Generalised Ricci Solitons

TL;DR

This paper introduces a broad class of overdetermined PDE systems called generalised Ricci soliton equations on (pseudo)-Riemannian manifolds, unifying various important geometric equations and providing conditions and examples for their solutions.

Contribution

It defines the generalised Ricci soliton equations depending on parameters, relates them to known geometric equations, and finds necessary conditions and explicit examples in low dimensions.

Findings

Derived necessary conditions for solutions in dimensions 2 and 3.

Prolonged the equations and computed differential constraints.
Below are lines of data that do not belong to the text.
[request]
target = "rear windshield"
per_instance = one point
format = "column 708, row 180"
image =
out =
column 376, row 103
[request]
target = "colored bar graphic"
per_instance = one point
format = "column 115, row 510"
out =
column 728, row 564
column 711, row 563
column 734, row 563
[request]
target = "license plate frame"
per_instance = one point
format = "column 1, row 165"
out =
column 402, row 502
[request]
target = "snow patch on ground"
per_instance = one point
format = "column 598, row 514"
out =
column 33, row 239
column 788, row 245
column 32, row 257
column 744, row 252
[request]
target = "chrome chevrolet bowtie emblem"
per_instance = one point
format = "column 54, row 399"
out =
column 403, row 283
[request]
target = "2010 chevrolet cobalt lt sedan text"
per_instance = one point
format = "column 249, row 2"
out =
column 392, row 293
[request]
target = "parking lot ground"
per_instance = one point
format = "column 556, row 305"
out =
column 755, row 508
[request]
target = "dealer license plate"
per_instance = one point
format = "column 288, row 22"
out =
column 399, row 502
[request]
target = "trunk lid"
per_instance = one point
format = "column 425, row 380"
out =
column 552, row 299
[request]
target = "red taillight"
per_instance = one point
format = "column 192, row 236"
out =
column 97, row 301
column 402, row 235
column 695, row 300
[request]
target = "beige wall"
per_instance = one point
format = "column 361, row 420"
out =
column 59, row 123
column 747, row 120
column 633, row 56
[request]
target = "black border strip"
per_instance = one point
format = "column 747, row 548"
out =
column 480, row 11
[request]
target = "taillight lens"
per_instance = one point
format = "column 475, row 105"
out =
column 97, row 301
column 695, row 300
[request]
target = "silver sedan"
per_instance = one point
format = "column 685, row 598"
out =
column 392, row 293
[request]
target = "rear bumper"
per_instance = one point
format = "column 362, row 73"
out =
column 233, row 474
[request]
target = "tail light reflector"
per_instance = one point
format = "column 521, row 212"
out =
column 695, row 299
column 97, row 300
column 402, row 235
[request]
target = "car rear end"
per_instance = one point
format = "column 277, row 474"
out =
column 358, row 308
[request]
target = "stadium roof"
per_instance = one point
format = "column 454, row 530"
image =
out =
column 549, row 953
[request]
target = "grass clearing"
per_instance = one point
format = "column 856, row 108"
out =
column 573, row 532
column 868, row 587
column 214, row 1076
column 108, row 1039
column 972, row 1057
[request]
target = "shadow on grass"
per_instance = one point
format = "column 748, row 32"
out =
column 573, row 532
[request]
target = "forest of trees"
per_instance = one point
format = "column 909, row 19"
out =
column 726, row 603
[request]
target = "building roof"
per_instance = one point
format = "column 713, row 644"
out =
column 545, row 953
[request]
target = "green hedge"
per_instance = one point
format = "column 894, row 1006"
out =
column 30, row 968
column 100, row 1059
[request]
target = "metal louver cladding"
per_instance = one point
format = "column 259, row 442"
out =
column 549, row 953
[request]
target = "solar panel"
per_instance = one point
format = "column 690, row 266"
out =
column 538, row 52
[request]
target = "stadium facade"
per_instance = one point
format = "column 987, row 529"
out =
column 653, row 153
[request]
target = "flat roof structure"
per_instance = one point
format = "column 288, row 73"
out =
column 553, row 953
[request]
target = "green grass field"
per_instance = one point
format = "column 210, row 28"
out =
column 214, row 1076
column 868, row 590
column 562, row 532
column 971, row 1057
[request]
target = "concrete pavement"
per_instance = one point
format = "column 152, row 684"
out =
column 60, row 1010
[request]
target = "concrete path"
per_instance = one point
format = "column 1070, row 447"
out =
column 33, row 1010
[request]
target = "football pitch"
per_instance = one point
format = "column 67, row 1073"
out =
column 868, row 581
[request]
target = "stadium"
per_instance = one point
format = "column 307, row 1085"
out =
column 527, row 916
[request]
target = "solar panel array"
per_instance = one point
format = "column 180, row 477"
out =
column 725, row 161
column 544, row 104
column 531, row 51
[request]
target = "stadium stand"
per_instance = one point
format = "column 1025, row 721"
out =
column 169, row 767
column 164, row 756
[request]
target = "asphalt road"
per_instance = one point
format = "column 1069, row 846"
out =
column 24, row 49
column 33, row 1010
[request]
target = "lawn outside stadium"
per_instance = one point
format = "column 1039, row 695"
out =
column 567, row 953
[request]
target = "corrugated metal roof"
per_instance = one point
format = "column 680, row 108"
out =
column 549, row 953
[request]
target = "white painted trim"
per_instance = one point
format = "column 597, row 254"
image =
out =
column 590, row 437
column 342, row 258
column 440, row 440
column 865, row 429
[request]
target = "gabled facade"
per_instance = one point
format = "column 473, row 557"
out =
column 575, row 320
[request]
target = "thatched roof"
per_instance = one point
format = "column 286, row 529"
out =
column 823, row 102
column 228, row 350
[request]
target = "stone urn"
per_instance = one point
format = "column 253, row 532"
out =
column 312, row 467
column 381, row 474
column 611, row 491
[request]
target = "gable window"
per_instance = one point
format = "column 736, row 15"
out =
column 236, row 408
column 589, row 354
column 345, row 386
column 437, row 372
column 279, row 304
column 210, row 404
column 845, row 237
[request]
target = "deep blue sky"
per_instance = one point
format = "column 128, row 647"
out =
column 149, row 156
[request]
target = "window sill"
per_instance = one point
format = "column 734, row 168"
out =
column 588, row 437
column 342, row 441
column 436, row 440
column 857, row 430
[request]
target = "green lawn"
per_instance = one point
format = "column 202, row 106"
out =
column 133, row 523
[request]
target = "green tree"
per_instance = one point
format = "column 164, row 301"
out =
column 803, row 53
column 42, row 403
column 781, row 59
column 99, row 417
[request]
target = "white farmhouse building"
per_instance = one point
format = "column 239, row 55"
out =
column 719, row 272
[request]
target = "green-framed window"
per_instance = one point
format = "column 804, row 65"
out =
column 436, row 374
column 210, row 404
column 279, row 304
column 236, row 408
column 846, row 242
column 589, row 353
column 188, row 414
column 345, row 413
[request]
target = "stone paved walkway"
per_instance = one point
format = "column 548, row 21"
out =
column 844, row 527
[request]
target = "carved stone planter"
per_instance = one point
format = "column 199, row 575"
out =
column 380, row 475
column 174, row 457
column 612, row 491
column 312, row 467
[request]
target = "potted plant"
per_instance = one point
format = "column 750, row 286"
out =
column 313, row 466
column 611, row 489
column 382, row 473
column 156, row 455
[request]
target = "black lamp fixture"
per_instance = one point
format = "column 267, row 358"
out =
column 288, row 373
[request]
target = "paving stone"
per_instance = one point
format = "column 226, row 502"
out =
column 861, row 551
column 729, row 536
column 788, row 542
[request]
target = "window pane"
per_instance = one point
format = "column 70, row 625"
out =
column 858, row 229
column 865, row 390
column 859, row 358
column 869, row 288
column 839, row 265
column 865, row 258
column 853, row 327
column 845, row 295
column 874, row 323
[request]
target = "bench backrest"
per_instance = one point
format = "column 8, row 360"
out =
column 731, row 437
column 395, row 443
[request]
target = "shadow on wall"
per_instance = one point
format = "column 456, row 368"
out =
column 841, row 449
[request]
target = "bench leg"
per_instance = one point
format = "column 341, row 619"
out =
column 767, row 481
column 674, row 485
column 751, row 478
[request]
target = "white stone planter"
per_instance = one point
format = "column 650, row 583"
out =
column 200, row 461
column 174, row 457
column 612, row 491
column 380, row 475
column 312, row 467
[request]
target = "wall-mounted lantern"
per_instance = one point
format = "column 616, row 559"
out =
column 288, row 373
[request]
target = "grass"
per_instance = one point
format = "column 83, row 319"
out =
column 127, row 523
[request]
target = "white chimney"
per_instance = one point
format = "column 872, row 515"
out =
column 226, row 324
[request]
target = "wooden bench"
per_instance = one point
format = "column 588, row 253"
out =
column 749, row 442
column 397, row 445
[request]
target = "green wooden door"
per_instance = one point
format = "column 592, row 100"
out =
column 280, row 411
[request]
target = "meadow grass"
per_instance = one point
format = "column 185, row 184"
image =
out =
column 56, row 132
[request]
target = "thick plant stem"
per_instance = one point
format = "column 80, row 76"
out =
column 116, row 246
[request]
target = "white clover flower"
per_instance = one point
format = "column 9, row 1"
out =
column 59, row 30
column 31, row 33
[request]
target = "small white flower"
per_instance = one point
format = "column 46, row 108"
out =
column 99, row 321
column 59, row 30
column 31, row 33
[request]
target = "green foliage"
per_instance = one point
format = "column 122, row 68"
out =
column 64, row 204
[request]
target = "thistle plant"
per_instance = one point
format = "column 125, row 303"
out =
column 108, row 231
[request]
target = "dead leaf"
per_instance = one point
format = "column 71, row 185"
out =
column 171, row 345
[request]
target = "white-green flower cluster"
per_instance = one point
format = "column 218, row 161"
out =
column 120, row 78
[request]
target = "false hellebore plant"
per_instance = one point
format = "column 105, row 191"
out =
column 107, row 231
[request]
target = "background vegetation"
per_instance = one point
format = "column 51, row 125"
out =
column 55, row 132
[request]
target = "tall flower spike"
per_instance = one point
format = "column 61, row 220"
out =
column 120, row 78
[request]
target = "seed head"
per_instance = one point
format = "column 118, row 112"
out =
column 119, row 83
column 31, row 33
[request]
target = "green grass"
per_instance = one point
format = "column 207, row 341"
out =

Provided explicit examples of solutions in low dimensions.

Abstract

We introduce a class of overdetermined systems of partial differential equations of finite type on (pseudo)-Riemannian manifolds that we call the generalised Ricci soliton equations. These equations depend on three real parameters. For special values of the parameters they specialise to various important classes of equations in differential geometry. Among them there are: the Ricci soliton equations, the vacuum near-horizon geometry equations in general relativity, special cases of Einstein-Weyl equations and their projective counterparts, equations for homotheties and Killing's equation. We also prolong the generalised Ricci soliton equations and, by computing differential constraints, we find a number of necessary conditions for a (pseudo)-Riemannian manifold $(M, g)$ to locally admit non-trivial solutions to the generalised Ricci soliton equations in dimensions 2 and 3. The paper provides also a collection of explicit examples of generalised Ricci solitons in dimensions 2 and 3 (in some cases).